Who’s your Factory crew then? Who are your peers in the art world?

I’m not sure, to be honest. I’m not really part of a scene. You read about New York and that Downtown scene, but it’s funny because I don’t really feel like I belong to the contemporary art world, I feel like I came from the London street art world, which is where I got my style. But in between I was at the Royal College, I’ve done the institution thing. You look at people like Russell [Maurice] who’s also been involved in graffiti but is doing his own thing which is like fine art, and then I guess, like, Cali [Thornhill DeWitt], who’s definitely coming from his own place, doing exactly what he wants. But then whether or not the door is open is a different thing, because it’s definitely not of the establishment.

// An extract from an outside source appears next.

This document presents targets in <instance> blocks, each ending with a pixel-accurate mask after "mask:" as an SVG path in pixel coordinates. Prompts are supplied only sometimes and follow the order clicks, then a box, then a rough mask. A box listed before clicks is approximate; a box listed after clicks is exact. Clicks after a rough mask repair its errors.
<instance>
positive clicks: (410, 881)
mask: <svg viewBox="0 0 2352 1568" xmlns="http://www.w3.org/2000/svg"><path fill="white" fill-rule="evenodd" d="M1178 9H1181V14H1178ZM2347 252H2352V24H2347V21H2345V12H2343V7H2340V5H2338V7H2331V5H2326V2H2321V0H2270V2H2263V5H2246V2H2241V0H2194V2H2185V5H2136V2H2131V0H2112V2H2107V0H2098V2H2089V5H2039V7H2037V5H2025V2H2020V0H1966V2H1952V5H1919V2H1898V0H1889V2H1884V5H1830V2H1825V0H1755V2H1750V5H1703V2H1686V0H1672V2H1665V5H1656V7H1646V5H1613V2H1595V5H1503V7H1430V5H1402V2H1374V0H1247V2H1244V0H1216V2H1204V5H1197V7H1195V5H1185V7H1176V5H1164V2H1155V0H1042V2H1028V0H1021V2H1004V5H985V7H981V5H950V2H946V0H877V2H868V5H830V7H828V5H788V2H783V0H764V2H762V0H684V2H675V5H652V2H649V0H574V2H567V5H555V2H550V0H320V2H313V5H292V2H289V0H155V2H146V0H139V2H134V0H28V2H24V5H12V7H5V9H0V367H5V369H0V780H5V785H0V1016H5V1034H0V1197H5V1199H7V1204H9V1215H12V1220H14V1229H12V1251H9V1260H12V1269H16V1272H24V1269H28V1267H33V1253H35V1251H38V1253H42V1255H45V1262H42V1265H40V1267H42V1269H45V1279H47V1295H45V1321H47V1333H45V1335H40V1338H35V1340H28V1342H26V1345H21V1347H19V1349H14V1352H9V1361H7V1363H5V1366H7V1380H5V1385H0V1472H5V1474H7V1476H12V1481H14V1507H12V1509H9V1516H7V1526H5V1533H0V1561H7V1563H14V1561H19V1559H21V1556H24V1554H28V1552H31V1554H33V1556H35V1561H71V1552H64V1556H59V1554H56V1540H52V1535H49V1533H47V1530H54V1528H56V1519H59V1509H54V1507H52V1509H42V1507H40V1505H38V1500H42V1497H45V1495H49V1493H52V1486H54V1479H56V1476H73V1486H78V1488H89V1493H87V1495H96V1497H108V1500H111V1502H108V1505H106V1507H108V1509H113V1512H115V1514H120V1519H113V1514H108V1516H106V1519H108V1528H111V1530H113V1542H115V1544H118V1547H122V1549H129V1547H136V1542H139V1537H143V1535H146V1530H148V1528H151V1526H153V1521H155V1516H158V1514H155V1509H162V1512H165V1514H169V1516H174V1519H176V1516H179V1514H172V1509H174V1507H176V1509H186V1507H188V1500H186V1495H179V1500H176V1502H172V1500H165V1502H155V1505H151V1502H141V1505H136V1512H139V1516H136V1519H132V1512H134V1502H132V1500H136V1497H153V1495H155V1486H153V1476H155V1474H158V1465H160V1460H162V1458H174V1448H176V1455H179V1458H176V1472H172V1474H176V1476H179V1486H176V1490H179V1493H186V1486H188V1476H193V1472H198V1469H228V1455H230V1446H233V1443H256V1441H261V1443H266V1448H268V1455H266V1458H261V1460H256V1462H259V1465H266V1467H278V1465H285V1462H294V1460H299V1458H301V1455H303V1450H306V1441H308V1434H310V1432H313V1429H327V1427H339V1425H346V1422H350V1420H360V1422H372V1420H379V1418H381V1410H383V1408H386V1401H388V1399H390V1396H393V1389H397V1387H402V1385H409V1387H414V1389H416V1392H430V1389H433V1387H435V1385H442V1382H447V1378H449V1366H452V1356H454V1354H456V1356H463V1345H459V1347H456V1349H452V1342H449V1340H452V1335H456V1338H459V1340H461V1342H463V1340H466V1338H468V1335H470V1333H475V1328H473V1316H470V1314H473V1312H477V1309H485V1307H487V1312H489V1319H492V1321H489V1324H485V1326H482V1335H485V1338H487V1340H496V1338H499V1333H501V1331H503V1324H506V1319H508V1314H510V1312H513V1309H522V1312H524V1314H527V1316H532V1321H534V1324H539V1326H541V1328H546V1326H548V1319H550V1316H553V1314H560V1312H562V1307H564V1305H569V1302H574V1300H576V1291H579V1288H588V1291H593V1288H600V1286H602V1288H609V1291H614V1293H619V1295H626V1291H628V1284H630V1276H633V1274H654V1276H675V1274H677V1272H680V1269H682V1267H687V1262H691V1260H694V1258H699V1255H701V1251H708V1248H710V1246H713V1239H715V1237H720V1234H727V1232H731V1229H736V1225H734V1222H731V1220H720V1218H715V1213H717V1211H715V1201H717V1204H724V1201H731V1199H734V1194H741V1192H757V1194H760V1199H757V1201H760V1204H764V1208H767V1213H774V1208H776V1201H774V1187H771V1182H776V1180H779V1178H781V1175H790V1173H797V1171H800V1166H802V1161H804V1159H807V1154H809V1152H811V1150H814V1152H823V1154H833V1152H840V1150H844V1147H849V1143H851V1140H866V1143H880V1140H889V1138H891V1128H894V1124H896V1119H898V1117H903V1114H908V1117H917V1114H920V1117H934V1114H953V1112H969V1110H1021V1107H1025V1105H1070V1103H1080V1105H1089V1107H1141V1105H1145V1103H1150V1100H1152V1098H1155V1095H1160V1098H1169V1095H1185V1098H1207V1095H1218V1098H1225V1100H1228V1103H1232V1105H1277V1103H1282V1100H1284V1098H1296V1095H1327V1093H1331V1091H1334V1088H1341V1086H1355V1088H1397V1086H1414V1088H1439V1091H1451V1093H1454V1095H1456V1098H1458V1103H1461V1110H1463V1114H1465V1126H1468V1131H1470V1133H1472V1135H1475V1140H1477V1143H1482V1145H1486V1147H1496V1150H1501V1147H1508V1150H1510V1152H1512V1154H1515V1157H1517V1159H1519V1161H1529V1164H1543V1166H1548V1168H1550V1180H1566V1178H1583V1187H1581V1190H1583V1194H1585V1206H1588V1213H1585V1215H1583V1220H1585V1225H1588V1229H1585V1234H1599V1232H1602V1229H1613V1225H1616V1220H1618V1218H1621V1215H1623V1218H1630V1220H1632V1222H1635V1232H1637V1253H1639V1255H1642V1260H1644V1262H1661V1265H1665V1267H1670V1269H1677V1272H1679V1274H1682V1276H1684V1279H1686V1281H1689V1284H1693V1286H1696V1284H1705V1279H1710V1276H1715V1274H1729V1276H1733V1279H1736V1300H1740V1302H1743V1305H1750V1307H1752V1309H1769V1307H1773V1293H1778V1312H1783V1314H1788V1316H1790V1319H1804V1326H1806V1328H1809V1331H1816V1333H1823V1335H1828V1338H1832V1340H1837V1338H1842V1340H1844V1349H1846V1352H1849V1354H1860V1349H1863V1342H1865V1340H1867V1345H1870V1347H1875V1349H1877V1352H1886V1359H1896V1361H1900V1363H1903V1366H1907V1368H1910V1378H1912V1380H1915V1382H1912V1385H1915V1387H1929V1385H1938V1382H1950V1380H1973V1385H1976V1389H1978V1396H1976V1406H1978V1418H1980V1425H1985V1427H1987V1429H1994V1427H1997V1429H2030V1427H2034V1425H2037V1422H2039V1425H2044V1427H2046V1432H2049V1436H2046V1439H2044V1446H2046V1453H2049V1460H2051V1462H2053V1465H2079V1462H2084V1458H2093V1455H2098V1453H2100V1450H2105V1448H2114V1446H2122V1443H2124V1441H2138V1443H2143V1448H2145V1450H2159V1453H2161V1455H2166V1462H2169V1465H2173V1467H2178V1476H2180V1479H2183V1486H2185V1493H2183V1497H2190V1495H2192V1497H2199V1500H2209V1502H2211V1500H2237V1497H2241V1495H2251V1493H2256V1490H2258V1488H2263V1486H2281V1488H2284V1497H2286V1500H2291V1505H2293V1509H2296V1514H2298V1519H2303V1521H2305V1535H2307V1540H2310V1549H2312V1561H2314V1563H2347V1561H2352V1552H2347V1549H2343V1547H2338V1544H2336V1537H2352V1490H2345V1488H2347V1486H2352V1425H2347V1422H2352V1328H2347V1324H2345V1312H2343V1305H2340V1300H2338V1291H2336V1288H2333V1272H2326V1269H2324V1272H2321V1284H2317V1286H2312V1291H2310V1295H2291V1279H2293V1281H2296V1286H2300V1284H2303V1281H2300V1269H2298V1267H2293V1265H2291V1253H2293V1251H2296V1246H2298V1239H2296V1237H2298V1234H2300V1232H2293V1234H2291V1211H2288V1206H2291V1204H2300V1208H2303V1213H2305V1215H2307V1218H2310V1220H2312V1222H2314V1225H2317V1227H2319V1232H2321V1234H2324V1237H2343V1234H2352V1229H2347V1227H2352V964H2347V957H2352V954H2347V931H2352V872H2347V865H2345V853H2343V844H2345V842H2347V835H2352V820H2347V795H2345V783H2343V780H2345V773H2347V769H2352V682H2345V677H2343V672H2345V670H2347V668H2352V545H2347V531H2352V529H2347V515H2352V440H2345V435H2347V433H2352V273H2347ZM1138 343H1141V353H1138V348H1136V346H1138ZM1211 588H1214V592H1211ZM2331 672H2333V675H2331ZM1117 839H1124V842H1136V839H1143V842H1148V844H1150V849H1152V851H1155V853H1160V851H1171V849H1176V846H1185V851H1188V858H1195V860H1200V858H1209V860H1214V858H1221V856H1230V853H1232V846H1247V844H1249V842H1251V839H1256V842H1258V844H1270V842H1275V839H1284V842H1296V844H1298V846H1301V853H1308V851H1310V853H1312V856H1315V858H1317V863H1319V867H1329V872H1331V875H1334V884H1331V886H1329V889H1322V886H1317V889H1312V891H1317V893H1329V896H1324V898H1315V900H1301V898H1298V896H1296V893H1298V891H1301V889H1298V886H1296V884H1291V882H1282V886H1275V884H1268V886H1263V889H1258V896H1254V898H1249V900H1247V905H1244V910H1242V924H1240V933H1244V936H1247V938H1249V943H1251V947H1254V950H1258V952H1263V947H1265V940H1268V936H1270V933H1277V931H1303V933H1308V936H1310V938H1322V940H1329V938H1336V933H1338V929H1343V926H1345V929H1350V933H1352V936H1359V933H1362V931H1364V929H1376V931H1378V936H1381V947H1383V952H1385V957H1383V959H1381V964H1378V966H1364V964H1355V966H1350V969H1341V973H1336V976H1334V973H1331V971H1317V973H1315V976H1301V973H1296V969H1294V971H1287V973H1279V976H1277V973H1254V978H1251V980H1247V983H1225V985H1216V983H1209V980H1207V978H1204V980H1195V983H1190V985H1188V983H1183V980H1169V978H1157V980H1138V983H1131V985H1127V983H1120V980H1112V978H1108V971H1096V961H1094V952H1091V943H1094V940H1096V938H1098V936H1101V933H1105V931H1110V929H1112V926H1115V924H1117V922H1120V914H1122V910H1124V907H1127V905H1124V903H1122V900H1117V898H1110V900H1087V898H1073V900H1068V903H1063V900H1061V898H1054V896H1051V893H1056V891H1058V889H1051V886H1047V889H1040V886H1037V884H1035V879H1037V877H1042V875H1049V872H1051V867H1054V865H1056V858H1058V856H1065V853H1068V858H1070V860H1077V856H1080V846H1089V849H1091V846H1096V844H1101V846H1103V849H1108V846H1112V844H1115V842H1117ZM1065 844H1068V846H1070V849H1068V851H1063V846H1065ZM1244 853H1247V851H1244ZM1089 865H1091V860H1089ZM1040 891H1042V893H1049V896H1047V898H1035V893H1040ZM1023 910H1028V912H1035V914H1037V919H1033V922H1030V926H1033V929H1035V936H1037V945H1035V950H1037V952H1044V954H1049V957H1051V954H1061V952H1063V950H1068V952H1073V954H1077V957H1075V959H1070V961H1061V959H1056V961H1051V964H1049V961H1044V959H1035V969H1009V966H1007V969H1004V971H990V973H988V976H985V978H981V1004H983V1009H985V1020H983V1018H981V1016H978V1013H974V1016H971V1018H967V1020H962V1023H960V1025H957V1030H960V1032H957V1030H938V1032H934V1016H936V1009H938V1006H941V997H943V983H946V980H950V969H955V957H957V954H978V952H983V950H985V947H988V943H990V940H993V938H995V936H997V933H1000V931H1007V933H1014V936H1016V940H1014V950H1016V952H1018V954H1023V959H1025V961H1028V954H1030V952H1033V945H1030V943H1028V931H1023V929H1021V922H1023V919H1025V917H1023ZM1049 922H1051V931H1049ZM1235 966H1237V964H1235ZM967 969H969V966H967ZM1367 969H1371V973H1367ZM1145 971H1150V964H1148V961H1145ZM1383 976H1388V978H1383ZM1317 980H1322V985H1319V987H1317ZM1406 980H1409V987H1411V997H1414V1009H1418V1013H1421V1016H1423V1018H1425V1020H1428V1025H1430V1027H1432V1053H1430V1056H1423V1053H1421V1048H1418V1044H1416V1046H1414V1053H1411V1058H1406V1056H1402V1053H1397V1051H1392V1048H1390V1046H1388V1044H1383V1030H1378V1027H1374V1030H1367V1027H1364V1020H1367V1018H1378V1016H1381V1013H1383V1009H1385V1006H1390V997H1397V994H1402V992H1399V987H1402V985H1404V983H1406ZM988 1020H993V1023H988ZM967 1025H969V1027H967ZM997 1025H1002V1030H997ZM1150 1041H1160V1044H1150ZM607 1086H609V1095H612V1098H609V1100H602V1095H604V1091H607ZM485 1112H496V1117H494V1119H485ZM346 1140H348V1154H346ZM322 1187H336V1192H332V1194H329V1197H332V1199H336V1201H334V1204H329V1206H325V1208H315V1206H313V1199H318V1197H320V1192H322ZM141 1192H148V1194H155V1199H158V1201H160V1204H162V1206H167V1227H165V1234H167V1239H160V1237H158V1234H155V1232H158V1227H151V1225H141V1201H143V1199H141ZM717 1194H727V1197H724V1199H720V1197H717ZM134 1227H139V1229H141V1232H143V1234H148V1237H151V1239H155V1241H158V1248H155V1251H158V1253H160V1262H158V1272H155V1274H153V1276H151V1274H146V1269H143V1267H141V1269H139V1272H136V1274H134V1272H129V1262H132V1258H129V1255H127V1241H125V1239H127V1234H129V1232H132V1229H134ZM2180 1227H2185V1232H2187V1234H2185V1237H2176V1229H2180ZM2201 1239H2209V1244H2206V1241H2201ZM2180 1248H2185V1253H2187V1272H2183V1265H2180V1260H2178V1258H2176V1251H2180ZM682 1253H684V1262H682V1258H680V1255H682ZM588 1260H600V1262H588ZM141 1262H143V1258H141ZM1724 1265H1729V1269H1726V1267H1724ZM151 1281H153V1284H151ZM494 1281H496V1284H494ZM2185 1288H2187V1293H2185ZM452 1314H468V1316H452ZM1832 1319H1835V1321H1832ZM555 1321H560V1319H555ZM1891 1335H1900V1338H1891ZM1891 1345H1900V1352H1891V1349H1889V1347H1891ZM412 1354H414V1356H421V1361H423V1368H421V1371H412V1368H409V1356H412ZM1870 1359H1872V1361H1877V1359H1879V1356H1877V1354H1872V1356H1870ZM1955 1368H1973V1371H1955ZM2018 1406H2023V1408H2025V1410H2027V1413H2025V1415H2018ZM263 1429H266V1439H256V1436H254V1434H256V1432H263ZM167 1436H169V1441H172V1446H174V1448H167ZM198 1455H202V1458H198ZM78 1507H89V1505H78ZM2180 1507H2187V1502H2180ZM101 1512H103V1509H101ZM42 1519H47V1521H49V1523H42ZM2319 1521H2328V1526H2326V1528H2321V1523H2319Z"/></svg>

It sounds like it’s better not to be categorised.

If you’re just doing you, then it shines through. People who are in that middle ground, take Mischa [Hollenbach] for example, I like that, there’s something very open about it, something less formalised. It’s like a journey rather than a rigid, art school, straight back, militant, text book vibe. The cultural walls have been blurred — we’ve all grown up with the same freeness to investigate and travel.

Dumb Poetry runs through Thursday 10th of September 2015.